1 Introduction

First I would like to thank Andrea Cerioli, Marco Riani, Anthony Atkinson and Aldo Corbellini for this paper (Cerioli et al. in the following) which made me aware of the practical value of the forward search and the other related robust estimation methods based around monitoring of quantities of interest over a range of consecutive values of the tuning parameters. The forward search for multivariate analysis is an algorithm for avoiding outliers by recursively constructing subsets of “good” observations and the underlying idea can be extended to many other techniques like S- and MM-estimates. The subsequent estimations are presented in monitoring plots of all n squared Mahalanobis distances which can be combined with brushing to relate Mahalanobis distances to data points exhibited in scatterplot matrices. In this way a straight relationship between statistical results and individual observations is established.

From a practical standpoint in data analysis the availability of such tools is essential, and the research reported in this paper has brought them to an wide audience. As a potential user of such tools I am particulary interested in their software implementation on one hand and their applicability to an wide range of data analysis problems.

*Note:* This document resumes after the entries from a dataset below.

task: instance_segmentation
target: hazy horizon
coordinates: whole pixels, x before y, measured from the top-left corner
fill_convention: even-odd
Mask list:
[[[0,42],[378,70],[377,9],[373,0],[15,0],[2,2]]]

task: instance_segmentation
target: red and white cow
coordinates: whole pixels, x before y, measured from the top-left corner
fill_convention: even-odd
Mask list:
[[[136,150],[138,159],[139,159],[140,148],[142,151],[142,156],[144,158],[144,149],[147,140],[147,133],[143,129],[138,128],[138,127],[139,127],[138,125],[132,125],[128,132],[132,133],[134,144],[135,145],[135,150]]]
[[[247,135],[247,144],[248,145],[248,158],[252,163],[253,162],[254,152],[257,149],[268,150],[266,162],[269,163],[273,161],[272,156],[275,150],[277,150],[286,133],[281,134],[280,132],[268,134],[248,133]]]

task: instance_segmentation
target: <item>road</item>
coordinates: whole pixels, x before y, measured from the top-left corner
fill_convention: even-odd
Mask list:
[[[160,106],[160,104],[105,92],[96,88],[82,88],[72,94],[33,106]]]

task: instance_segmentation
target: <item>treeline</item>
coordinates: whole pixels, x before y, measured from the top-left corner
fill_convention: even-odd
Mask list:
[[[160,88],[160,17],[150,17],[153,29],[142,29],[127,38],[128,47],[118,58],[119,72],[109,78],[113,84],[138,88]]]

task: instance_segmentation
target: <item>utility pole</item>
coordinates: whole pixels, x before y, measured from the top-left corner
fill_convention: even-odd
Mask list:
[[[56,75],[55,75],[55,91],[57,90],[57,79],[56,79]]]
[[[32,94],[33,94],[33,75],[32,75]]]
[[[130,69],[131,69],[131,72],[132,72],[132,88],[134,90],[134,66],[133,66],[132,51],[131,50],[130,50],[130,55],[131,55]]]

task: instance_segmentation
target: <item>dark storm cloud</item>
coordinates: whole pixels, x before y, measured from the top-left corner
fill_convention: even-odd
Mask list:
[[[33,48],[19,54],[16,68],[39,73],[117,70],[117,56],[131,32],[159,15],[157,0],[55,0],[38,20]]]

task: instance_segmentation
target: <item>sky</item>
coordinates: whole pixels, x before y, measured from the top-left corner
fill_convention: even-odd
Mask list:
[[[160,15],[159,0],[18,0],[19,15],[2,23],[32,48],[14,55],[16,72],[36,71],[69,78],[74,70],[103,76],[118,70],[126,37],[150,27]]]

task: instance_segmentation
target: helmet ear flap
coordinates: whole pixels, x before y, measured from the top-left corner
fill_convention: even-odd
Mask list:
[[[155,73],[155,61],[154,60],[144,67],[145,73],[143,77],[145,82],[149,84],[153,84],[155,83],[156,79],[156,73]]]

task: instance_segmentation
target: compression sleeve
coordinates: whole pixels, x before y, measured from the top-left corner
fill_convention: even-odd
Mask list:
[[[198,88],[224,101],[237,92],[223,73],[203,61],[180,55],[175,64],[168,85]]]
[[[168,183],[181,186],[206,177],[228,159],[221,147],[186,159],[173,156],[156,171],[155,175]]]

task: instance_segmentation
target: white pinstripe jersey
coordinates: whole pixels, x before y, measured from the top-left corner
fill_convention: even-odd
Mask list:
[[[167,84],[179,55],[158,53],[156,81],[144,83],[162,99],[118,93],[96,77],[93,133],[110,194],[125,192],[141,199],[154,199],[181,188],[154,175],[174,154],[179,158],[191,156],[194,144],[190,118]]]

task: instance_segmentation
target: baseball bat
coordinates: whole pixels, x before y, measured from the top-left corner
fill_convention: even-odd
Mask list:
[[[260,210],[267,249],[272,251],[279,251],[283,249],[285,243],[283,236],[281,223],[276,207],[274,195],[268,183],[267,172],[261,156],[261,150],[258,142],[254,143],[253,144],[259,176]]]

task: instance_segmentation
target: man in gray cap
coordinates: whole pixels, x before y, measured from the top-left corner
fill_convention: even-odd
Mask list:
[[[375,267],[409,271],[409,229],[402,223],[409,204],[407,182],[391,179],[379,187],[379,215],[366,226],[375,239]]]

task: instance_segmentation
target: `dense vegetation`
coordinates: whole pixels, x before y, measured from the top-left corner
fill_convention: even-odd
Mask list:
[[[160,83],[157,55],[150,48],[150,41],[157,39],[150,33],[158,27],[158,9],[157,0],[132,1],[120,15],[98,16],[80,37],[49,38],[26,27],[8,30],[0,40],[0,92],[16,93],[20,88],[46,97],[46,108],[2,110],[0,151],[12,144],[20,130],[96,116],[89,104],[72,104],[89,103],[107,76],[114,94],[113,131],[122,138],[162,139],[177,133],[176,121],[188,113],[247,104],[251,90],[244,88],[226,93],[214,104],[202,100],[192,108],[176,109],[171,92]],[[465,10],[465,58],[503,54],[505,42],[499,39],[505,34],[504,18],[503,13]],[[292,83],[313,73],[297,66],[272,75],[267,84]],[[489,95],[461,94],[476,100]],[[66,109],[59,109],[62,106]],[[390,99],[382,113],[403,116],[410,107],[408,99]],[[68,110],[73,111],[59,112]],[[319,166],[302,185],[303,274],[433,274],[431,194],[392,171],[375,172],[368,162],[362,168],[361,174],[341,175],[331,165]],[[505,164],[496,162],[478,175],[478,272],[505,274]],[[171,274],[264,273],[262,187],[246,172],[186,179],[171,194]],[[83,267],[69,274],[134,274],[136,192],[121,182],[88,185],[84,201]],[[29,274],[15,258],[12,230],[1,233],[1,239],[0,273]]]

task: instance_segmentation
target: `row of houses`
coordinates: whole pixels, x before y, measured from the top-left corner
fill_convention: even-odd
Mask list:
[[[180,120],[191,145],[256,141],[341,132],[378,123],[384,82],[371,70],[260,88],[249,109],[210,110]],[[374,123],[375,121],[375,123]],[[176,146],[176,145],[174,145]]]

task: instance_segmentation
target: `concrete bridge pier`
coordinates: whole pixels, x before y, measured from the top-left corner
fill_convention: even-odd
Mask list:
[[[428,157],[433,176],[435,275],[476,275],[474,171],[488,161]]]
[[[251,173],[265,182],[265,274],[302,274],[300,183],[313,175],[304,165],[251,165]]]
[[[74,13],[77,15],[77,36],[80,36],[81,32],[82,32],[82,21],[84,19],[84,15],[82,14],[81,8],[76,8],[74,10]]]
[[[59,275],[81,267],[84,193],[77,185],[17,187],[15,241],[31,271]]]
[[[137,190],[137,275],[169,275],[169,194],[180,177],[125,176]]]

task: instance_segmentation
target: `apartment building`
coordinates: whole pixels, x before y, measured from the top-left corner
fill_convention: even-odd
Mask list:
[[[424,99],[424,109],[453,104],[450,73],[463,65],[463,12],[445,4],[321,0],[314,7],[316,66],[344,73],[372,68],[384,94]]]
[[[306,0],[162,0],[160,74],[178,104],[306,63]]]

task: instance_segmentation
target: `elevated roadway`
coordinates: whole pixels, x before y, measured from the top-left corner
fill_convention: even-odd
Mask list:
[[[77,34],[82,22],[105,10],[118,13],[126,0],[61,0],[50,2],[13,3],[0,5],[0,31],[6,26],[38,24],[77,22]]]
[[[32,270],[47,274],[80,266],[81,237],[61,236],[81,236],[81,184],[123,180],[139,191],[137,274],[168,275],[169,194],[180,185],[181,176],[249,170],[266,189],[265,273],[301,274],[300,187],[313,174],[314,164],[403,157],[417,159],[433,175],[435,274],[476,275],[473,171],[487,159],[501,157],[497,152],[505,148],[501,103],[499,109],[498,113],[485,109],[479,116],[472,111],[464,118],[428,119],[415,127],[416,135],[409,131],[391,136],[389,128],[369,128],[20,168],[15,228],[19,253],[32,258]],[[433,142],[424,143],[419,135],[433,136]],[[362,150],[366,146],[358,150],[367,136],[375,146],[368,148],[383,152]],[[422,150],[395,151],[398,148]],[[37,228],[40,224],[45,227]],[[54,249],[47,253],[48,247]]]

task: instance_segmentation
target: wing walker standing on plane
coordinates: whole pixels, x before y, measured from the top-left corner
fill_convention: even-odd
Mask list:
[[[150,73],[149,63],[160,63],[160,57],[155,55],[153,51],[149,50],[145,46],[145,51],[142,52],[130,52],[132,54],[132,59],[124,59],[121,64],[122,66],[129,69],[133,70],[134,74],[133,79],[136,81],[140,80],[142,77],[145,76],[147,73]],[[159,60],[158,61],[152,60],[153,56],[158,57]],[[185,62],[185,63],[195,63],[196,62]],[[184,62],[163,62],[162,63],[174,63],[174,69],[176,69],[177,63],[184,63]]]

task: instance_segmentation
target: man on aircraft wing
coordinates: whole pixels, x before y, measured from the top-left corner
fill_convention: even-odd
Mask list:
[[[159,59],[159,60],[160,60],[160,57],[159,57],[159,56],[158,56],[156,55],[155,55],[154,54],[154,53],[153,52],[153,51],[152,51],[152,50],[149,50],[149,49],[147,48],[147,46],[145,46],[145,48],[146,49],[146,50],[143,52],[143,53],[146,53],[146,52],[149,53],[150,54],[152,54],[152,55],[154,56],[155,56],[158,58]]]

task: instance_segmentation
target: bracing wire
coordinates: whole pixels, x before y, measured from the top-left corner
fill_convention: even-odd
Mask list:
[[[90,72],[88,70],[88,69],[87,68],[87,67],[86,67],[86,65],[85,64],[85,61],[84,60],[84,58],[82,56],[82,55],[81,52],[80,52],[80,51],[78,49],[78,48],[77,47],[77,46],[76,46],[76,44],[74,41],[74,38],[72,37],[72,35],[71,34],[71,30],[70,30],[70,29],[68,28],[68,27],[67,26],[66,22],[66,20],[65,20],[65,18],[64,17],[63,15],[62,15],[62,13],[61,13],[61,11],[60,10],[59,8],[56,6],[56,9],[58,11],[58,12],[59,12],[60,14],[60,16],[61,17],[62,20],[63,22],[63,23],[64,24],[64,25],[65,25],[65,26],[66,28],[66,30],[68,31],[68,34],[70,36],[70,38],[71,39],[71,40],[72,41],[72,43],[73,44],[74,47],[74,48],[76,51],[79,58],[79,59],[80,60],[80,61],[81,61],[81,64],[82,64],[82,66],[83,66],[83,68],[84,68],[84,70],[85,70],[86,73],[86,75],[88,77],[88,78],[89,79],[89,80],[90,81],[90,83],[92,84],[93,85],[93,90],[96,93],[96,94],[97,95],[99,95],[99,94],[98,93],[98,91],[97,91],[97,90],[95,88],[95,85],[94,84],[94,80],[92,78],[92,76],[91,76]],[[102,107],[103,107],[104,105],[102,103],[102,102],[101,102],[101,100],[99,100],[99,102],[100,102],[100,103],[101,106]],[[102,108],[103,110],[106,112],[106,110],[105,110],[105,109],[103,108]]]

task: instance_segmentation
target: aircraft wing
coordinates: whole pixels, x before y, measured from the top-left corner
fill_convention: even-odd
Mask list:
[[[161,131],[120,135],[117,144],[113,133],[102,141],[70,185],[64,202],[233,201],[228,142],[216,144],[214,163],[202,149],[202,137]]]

More precisely, I would like to address the following two points:

  • The software availability and computational issues related to monitoring, considered in Sect. 2 and;

  • Monitoring in one special case, the case of compositional data, considered in Sect. 3.

2 Software and computational issues

All the methods discussed in Cerioli et al. (and many more) are implemented in the ‘Flexible Statistics and Data Analysis (FSDA)’ toolbox, freely available (for users with a MATLAB license at hand) from http://rosa.unipr.it. It features robust and efficient statistical analysis of data sets, not only in multivariate context but also in regression and cluster analysis problems.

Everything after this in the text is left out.